In three minutes, you can turn this season's holiday cards into free thank you postcards. The only cost is the stamp.
If you’re getting ready to toss out the holiday cards you received this year, think twice. You can give them a second life as no-cost gift tags next December. (You will find instructions here.)
Or, you can use them as no-cost thank you notes. Using the following technique will turn those holiday cards into “thank you” postcards. Postcard stamps cost 15 cents less than regular stamps as long as the card meets U.S. Postal Service size specifications.
Here’s how to do it:
About three minutes
- Holiday cards you’ve received
- Paper cutter or scissors
- Writing utensil(s)
- Return address labels (optional)
Pick out an appropriate card. If it has a holiday-themed picture on it, that’s OK. The holiday season isn’t over quite yet, and the card is to say “thank you” for a holiday gift.
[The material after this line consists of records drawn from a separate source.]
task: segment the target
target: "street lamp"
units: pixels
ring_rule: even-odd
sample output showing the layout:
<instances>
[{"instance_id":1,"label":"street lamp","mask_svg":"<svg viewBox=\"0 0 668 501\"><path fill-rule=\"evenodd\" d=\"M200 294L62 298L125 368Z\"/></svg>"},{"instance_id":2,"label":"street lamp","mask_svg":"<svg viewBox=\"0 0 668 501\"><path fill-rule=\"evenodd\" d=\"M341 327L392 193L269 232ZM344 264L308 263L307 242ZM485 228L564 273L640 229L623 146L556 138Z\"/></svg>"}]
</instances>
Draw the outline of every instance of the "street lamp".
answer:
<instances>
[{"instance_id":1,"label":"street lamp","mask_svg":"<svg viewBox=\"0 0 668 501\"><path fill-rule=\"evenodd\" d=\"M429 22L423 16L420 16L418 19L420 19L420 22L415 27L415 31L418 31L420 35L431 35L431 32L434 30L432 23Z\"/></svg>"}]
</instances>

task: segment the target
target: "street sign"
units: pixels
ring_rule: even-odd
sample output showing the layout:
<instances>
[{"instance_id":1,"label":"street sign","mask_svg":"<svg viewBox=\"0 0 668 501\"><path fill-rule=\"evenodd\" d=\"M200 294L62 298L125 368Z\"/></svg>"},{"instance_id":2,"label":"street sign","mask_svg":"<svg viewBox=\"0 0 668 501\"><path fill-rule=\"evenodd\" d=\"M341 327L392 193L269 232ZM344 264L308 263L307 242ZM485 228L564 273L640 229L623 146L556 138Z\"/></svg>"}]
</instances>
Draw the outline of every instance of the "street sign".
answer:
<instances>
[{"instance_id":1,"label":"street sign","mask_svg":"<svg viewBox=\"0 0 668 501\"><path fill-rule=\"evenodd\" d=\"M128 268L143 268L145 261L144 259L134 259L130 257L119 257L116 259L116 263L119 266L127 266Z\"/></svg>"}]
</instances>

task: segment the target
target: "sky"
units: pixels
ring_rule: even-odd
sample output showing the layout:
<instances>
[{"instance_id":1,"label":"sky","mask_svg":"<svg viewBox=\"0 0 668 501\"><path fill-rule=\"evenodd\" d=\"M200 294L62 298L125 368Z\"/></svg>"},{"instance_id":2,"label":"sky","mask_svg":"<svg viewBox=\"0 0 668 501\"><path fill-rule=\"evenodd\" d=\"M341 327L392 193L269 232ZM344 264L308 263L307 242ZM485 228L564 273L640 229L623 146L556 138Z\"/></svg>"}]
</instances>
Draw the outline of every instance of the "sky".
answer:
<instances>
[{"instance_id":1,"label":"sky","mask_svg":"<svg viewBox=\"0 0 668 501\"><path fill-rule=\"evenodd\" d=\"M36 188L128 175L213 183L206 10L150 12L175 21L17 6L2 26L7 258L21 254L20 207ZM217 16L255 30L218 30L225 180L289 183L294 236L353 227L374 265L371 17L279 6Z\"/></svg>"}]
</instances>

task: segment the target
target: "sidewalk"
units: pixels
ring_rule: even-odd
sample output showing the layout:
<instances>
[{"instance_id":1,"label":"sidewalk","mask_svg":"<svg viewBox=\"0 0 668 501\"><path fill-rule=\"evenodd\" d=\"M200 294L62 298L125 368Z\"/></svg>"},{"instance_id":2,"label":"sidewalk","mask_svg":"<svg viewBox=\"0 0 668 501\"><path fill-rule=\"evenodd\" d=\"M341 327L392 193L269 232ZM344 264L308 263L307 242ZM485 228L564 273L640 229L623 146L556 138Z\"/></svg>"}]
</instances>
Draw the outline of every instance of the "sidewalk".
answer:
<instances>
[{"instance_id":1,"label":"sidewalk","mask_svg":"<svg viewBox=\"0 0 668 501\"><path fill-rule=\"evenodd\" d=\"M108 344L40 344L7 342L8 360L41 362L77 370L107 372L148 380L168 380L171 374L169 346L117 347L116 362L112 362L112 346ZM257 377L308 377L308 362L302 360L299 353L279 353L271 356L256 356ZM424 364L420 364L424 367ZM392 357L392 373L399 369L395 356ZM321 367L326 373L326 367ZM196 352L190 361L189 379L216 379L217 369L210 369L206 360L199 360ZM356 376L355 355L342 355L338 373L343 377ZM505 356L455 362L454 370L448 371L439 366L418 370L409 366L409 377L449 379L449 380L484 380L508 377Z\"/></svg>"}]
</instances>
But if it has a holiday-specific message such as “Merry Christmas,” it won’t work as a post-Christmas thank you note. (Although it will work as a Christmas postcard next year.) Also, if the original card sender wrote on the inside left side of the card, it won’t work as either a thank you note or a Christmas postcard.
- Cut the card into two pieces along the fold. This works best with a paper cutter, but scissors will work.
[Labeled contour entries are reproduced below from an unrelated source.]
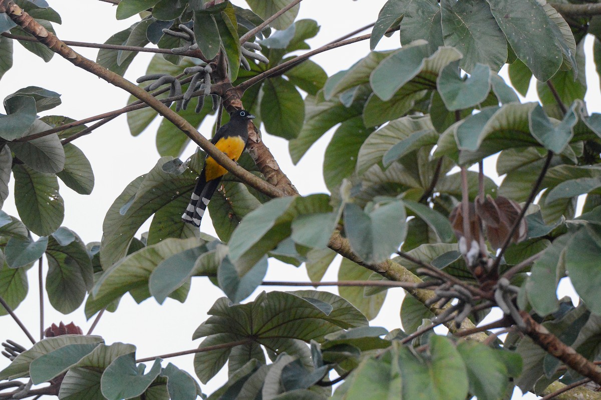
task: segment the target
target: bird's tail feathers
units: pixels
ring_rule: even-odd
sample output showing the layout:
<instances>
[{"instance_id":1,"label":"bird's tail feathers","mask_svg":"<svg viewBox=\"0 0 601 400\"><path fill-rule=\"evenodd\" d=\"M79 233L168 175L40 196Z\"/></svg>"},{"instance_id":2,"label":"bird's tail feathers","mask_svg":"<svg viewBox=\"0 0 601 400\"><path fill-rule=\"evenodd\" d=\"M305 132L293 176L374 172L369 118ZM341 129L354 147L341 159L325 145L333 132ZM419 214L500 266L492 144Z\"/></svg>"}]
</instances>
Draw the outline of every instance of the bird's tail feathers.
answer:
<instances>
[{"instance_id":1,"label":"bird's tail feathers","mask_svg":"<svg viewBox=\"0 0 601 400\"><path fill-rule=\"evenodd\" d=\"M200 227L200 222L203 219L209 202L213 196L221 181L221 178L213 179L208 182L204 180L204 177L198 178L194 190L192 193L190 203L186 211L182 215L184 222L191 223L195 226Z\"/></svg>"}]
</instances>

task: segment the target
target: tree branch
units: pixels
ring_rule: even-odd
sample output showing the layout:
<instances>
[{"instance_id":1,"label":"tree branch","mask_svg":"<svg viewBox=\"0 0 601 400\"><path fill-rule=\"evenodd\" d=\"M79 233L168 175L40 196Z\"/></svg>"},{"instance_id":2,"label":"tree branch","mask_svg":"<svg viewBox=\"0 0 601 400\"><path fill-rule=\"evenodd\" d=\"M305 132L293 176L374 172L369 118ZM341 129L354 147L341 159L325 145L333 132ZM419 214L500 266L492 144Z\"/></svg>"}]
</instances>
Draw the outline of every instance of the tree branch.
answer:
<instances>
[{"instance_id":1,"label":"tree branch","mask_svg":"<svg viewBox=\"0 0 601 400\"><path fill-rule=\"evenodd\" d=\"M230 160L225 154L200 135L185 118L169 109L142 88L78 54L52 32L47 31L12 0L0 1L0 12L6 13L15 23L20 26L26 32L34 35L40 43L74 65L93 73L117 87L126 90L148 104L159 114L164 115L180 130L210 154L215 161L245 183L268 196L277 197L281 195L281 191L279 189L255 177ZM252 123L250 124L252 125Z\"/></svg>"},{"instance_id":2,"label":"tree branch","mask_svg":"<svg viewBox=\"0 0 601 400\"><path fill-rule=\"evenodd\" d=\"M534 321L528 313L520 311L520 316L526 324L525 333L534 343L583 377L590 378L595 383L601 384L601 368L563 343L557 336Z\"/></svg>"},{"instance_id":3,"label":"tree branch","mask_svg":"<svg viewBox=\"0 0 601 400\"><path fill-rule=\"evenodd\" d=\"M242 37L240 38L240 44L242 44L244 43L244 42L248 40L248 38L249 37L251 37L257 32L261 32L261 31L263 31L266 26L267 26L271 23L272 21L279 17L282 14L284 14L287 11L288 11L292 7L294 7L295 5L300 3L301 1L302 1L302 0L293 0L293 1L291 1L290 4L288 4L287 5L283 7L277 13L276 13L275 14L274 14L273 15L271 16L270 17L266 19L264 21L263 21L263 23L257 26L255 26L255 28L252 28L246 33L244 34Z\"/></svg>"}]
</instances>

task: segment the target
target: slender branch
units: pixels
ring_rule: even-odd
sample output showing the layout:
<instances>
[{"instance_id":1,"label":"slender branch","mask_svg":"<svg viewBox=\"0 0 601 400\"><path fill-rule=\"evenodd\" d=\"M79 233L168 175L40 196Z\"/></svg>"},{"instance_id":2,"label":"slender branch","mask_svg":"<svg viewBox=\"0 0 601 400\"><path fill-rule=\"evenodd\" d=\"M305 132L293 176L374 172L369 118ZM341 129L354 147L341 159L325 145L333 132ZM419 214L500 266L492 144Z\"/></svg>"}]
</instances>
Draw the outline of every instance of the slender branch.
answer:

- Toss out the back half of the card.
- Turn the front half over to the blank side.
- Stick a return address label in whichever corner you want to be the upper left. Alternatively, write your name and address in the same place. If you plan to write a long thank you note, position the return address as close to the edge as possible to maximize the writing room.
- Stick a stamp in the upper right corner. Again, position it close to the edge if you want to maximize the writing room.
- Write the recipient’s name and address on the right side. You can position it close to the edge if you need the room, but make sure your writing is legible. To help the postcard reach the recipient quickly, use his or her 10-digit ZIP code, which you can look up at USPS.com.
- Use a straightedge to draw a vertical line to separate the recipient’s name and address from the blank area where you will write your message. This isn’t necessary, but it makes it a lot easier to ensure the writing in the two areas doesn’t run together such that the post office won’t be able to read the address.
Now you’re ready to add the thank you part. If you want to get fancy, you can use something other than a blue or black pen. But make sure that any writing instrument you use on any part of the card won’t bleed if the postcard catches a few raindrops on its way to the recipient.